Soy de las personas que cree que Samuel Doria Medina y Jorge Quiroga, como otros dirigentes políticos menores, no pudieron construir una visión de país alternativa en 20 años. Los resultados electorales del 2025, similares a los del pasado, son elocuente evidencia. Los menciono porque hoy tienen una oportunidad histórica para construir el camino de la salida de la crisis boliviana.
En ese contexto, es más evidente la poca eficiencia del gobierno para temas urgentes, como la ausencia de articuladores políticos que desde el Ejecutivo tejan los acuerdos necesarios en la Asamblea Legislativa. Al cabo de un periodo que empezó con enormes expectativas y que terminó con desastre en noviembre pasado, los bolivianos de todas las condiciones sociales y económicas esperan un nuevo momento con oportunidades, seguridad y certeza.
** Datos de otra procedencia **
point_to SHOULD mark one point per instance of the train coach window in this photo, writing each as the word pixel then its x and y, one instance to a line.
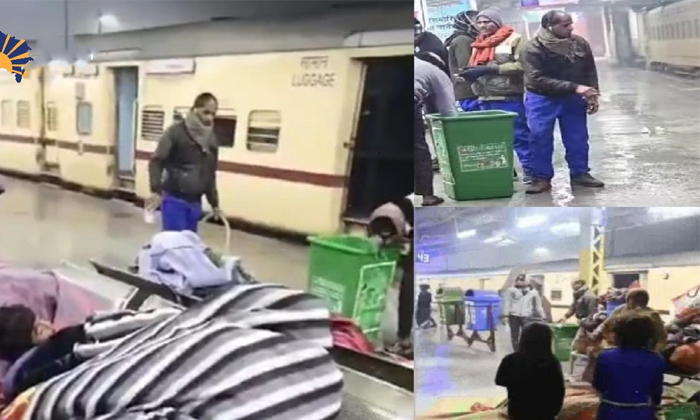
pixel 225 130
pixel 152 124
pixel 83 122
pixel 23 120
pixel 51 117
pixel 263 131
pixel 6 113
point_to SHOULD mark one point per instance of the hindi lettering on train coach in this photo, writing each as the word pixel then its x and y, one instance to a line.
pixel 314 73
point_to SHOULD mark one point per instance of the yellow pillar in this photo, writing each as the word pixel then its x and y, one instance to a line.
pixel 592 251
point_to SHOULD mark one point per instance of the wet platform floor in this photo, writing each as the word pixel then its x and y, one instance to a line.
pixel 645 145
pixel 42 225
pixel 451 370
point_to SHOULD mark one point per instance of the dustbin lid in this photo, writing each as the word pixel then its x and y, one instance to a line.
pixel 474 295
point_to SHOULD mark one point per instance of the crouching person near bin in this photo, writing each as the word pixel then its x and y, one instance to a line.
pixel 393 224
pixel 431 89
pixel 497 77
pixel 561 83
pixel 459 50
pixel 183 168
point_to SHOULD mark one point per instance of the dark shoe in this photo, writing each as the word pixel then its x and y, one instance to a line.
pixel 431 200
pixel 587 180
pixel 538 186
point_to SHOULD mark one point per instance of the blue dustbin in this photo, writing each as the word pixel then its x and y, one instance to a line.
pixel 476 305
pixel 611 306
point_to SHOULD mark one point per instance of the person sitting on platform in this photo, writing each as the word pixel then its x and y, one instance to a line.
pixel 533 377
pixel 630 378
pixel 636 302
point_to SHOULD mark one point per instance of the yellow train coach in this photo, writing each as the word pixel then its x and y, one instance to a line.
pixel 307 126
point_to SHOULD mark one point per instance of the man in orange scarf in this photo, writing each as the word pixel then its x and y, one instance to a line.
pixel 497 76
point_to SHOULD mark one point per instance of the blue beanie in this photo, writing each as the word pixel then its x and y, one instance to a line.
pixel 493 15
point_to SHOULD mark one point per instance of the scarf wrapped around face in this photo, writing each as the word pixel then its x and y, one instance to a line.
pixel 561 46
pixel 200 133
pixel 484 48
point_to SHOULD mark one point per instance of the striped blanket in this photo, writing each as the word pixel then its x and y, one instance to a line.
pixel 250 352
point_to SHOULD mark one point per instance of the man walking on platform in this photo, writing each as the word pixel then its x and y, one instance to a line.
pixel 459 50
pixel 561 82
pixel 183 168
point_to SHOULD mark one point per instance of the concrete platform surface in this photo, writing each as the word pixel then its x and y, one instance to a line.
pixel 41 225
pixel 645 145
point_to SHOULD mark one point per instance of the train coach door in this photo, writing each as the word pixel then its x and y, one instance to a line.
pixel 126 81
pixel 382 161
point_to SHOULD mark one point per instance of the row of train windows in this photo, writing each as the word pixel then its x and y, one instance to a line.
pixel 22 117
pixel 680 30
pixel 262 136
pixel 263 126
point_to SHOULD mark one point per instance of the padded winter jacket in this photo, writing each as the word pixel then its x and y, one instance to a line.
pixel 551 74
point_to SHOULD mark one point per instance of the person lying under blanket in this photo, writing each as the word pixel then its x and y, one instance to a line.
pixel 252 351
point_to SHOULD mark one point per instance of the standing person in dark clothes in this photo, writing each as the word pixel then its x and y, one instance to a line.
pixel 561 82
pixel 428 47
pixel 187 156
pixel 630 377
pixel 496 75
pixel 431 89
pixel 459 51
pixel 423 307
pixel 393 223
pixel 522 305
pixel 533 377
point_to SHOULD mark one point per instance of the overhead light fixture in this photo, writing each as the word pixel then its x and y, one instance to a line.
pixel 466 234
pixel 530 221
pixel 566 229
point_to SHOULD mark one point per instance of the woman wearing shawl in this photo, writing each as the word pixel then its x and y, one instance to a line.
pixel 187 155
pixel 497 76
pixel 561 84
pixel 459 50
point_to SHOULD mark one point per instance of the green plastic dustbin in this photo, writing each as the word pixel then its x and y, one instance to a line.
pixel 681 411
pixel 353 274
pixel 475 153
pixel 450 302
pixel 564 335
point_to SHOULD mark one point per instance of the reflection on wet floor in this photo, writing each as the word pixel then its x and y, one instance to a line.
pixel 42 225
pixel 446 369
pixel 645 145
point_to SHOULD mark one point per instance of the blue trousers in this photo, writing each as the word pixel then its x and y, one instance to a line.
pixel 542 113
pixel 521 142
pixel 179 215
pixel 469 105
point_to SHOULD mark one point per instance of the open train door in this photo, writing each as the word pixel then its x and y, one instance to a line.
pixel 381 167
pixel 126 89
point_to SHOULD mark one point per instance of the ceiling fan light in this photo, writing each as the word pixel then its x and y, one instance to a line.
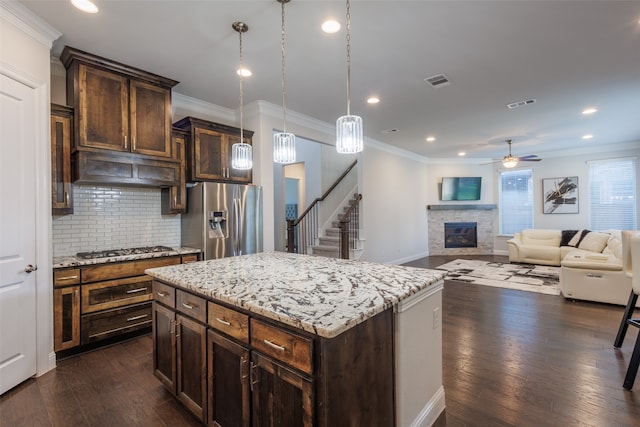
pixel 284 147
pixel 510 162
pixel 349 137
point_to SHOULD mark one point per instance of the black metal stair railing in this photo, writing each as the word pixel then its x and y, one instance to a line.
pixel 303 232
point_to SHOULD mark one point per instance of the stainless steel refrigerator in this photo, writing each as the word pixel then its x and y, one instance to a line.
pixel 223 219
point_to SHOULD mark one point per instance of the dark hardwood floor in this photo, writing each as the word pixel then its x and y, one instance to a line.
pixel 511 358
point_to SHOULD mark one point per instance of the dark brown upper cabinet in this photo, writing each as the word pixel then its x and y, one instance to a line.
pixel 61 135
pixel 117 107
pixel 209 151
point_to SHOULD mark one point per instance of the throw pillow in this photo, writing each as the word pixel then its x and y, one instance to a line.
pixel 575 240
pixel 594 242
pixel 567 235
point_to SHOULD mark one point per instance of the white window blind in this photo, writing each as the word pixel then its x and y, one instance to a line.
pixel 516 201
pixel 612 194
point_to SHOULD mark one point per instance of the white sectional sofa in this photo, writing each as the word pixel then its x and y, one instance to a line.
pixel 591 267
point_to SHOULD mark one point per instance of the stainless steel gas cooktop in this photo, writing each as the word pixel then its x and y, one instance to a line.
pixel 120 252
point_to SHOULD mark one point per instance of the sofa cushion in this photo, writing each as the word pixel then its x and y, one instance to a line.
pixel 535 237
pixel 594 242
pixel 567 235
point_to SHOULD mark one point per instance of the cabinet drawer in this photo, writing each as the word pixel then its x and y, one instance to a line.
pixel 164 293
pixel 107 324
pixel 229 321
pixel 97 273
pixel 66 277
pixel 191 305
pixel 282 345
pixel 189 258
pixel 116 293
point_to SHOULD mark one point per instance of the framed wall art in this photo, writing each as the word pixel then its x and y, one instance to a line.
pixel 560 195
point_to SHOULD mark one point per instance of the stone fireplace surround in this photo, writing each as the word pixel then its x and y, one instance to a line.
pixel 483 215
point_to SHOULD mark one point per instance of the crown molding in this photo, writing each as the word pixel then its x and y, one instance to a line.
pixel 24 19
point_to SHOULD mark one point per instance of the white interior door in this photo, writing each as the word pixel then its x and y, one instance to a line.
pixel 17 233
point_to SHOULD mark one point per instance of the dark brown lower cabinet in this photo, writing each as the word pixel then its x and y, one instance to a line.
pixel 228 367
pixel 280 397
pixel 191 339
pixel 164 346
pixel 66 328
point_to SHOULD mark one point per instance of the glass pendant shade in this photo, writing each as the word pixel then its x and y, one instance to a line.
pixel 349 134
pixel 241 156
pixel 284 147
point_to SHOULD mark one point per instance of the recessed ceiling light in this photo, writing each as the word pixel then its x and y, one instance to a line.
pixel 244 72
pixel 85 6
pixel 330 26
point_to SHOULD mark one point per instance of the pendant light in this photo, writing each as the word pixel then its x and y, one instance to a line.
pixel 241 153
pixel 284 144
pixel 349 128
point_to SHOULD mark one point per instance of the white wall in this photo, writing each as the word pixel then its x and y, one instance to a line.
pixel 25 44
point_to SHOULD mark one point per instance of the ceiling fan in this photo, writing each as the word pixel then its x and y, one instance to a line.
pixel 511 161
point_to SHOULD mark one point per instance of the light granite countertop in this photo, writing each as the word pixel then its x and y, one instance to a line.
pixel 324 296
pixel 73 261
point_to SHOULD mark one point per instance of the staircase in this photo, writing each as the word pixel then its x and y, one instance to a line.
pixel 329 243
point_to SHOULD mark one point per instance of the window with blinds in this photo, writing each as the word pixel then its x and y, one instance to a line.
pixel 612 194
pixel 516 201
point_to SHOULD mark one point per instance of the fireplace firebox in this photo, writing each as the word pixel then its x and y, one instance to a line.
pixel 460 235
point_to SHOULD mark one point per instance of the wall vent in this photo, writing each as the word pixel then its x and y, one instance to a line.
pixel 520 104
pixel 437 81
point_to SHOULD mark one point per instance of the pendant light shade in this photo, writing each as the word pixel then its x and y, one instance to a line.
pixel 241 152
pixel 349 136
pixel 284 143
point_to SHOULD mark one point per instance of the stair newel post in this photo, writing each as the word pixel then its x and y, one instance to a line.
pixel 290 236
pixel 344 238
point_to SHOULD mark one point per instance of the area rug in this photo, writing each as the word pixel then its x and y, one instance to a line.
pixel 524 277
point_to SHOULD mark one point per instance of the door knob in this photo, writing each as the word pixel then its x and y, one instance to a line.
pixel 30 268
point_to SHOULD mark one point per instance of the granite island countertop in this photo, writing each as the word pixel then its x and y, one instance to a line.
pixel 324 296
pixel 73 261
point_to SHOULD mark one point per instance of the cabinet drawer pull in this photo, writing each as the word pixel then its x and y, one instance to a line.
pixel 189 306
pixel 276 346
pixel 224 322
pixel 142 316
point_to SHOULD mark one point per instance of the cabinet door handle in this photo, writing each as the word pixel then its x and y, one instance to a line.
pixel 243 363
pixel 273 345
pixel 224 322
pixel 252 376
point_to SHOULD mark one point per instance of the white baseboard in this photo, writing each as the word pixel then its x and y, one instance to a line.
pixel 431 411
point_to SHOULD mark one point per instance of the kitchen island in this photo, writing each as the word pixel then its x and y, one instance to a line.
pixel 285 339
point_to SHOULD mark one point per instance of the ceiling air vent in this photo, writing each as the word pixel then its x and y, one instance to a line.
pixel 438 81
pixel 520 103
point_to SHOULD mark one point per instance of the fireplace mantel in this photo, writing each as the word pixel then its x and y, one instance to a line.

A eso, hay que sumar la imperiosa necesidad de sentar las bases para ese encuentro fue cultivado, porque en este país los caciques, de uno y otro lado, buscaban hundir al otro.
En suma, en un momento de transición política, la crisis económica viene ser uno de los asuntos centrales que los diferentes actores políticos, empresariales y sociales deberían buscar encarar, en un contexto complejo; pero no ajeno ya a nuestra costumbre de caminar al límite del barranco. Quizas la mayor lección de estos seis meses es que los cambios fracasarán si los materializan sin considerar al otro, desde esa visión de que ‘ahora es mi tiempo’. Allí está el ejemplo de la Ley 1720, que fue torpedeada por sus propios impulsores con un discurso poco sincero.
En suma, el encuentro nacional requiere de una auténtica voluntad para construir un país inclusivo y con oportunidades.
No es sencillo. Pero hay que intentarlo, si es que no se quiere que Bolivia quede bloqueada por otros 20 años, una vez más. Hoy, una vez más, queda en evidencia que un bloqueo mayor puede afectar a Bolivia, si mantenemos esa mirada parcelada de la realidad y mucho más si consideramos que el líder del Chapare está detrás de todo esto.